1.         Setengah (½) bagian menjadi hak Tergugat

2.         Setengah (½) bagian menjadi hak bagian Almarhum La Daru, mejadi Harta Tirkah La Daru yang dibagi waris antara Penggugat (I Bengnga) dengan seluruh ahli waris

 

                        Mengenai gugatan balasan, karena gugatan tidak memenuhi syarat formil kompetensi relatif Pengadilan Negri, maka harus dinyatakan tidak dapat diterima.

 

                        Berdasarkan pertimbangan yang intisarinya dikutib diatas, akhirnya Makamah Agung memberikan putusan:

            Mengadili:

            Membatalkan putusan pengadilan Tinggi Sulawesi Selatan yang menguatkan putusan Pengadilan Negeri di Sengkang

             Mengadili sendiri:

1.    Mengabulkan gugatan Penggugat pada bagian Petitum Subsidair.

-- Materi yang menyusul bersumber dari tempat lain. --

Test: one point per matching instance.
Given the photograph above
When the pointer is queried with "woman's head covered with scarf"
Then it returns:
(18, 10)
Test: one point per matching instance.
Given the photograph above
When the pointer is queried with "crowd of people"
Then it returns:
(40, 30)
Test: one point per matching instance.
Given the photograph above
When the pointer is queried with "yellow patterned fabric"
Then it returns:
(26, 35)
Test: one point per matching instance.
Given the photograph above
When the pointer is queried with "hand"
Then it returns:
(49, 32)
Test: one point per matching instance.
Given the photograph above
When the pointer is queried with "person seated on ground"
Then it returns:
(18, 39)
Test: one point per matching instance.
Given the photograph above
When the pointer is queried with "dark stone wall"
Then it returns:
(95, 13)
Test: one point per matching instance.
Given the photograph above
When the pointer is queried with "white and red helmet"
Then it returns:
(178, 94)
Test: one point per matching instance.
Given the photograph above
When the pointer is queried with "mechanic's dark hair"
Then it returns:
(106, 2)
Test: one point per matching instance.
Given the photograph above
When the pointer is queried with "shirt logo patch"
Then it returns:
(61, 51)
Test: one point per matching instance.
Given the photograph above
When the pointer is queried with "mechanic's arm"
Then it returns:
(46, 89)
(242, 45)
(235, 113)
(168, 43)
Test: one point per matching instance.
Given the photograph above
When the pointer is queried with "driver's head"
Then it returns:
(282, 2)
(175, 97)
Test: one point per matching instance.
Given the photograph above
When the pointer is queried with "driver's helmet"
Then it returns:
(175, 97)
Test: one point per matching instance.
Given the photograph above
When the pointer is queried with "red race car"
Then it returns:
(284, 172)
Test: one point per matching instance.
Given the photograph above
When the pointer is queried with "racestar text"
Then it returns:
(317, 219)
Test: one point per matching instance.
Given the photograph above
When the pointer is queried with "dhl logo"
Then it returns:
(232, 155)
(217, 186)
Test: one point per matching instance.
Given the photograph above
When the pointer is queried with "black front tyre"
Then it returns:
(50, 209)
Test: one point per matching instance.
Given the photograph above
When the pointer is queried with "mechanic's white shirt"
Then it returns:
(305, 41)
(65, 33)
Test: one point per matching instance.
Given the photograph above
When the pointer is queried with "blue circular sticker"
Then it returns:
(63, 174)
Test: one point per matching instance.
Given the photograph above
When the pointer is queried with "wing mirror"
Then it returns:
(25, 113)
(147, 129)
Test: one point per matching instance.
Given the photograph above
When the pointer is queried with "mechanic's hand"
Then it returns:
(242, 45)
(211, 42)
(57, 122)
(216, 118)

2.    Menyatakan objek sengketa adalah harta bersama antara La Daru dengan Tergugat I (Besse Rawe), sehingga ½ bagian menjadi hak Tergugat I, sedangkan ½ bagian lainnya menjadi haknya seluruh ahli waris dari Almarhum La Daru.

3.    Menyatakan batal demi hukum perikatan jual-beli objek sengketa antara Tergugat I dengan Tergugat II.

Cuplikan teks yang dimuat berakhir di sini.